Quarta ou quinta noite da lua-de-mel. Bom como nunca tinha sido antes, nem no namoro. A janela aberta, um único grilo prendendo a noite lá longe, como um preguinho de som, e os dois suados e abraçados na cama do hotel-fazenda.

Tão apertado que um parecia querer atravessar o outro, porque não sabiam o que dizer, não sabiam o que era aquilo, aquele se gostar tanto. Bom de doer, bom de assustar. E ele pensando: vai dar certo, vai ser sempre assim, nós vamos ser sempre assim, a felicidade é esta coisa meio muda e desesperada que a gente não quer que acabe, ela vai ser minha mulher para sempre e vai ser bom, eu não precisava ter me preocupado tanto só porque ela pediu para tocarem Feelings no casamento.

Depois da inauguração do apartamento ele ouviu ela chorando no banheiro, foi ver e ela tinha se emocionado vendo as escovas de dentes deles, lado a lado.

Era bobagem, ela sabia, mas não tinha podido se controlar. Naquela noite foi no chão do banheiro mesmo, ele e a sua Bitutinha.

- Só dá a Maria Alice!

No teipe do casamento, era mesmo a Maria Alice, no seu vestido vermelho, quem mais aparecia. Mais, até, do que a noiva. O irmão tentou se explicar.

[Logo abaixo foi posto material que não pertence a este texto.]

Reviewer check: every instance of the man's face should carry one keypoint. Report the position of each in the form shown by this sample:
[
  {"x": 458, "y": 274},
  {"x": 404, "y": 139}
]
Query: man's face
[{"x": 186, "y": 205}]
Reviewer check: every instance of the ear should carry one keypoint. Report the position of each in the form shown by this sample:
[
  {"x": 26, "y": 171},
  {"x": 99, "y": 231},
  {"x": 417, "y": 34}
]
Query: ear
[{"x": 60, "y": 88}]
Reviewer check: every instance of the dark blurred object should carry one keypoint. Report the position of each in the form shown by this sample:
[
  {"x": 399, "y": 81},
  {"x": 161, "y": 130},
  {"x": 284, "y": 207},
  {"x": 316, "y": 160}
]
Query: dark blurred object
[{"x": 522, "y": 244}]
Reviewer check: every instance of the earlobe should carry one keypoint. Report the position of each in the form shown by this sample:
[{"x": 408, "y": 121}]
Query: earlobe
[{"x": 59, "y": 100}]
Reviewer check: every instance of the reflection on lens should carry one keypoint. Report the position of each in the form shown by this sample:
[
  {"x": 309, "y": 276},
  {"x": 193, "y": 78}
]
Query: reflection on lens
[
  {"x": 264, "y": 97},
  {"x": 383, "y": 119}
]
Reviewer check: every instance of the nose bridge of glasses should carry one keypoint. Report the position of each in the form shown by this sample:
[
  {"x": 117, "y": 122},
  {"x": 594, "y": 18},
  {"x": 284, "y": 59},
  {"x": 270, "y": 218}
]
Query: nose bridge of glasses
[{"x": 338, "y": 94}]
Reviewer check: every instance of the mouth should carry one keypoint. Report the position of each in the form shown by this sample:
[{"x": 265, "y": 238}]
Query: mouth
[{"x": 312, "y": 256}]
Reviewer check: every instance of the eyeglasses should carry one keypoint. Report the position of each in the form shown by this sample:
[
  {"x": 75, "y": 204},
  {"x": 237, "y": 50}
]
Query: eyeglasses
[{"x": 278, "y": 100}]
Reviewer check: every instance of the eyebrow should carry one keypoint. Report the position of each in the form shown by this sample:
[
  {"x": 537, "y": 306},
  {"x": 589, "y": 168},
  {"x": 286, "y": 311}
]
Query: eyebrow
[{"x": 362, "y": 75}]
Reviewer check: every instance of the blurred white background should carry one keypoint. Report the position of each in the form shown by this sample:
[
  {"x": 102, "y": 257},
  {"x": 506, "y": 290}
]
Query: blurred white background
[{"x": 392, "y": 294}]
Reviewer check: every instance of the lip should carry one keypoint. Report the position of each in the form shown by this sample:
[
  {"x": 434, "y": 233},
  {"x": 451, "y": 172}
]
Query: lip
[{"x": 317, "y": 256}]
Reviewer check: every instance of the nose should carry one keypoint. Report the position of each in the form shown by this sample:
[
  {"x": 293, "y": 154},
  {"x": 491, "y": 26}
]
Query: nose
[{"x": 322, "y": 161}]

- O vermelho atrai a câmera.

E prometeu um parecer científico que comprovava o fenômeno. - Lembra do Rosca pedindo para o padre se afastar porque estava atrapalhando a filmagem?

- Parece que faz tanto tempo, né?

- Bom. Brincando, brincando, lá se vão...

Brincando, brincando, lá se tinham ido dois anos. Depois foram mais cinco, depois mais três...

- Você se dá conta que nós estamos casados há 12 anos? Doze anos já se passaram!

E ele, distraído:

- Eu?

- É. Você tinha um apelido pra mim. Na cama. Lembra? - Tem certeza que era eu?

- Burungunga. Não, Burungunga não. Tutuzinha? Não... - Pokémon?

- Não, nem existia, na época. Era alguma coisa como... Xurububa. - Duvido.

E um dia ele leu no jornal que a Maria Alice faria uma palestra sobre Psicologia Motivacional. Tinha fotografia da doutora Maria Alice: óculos, papada, busto matronal. O tempo pensou ele, é isso, o que transforma os seios da Maria Alice em busto matronal. A destruição de impérios e civilizações é só efeito colateral, e não nos diz respeito.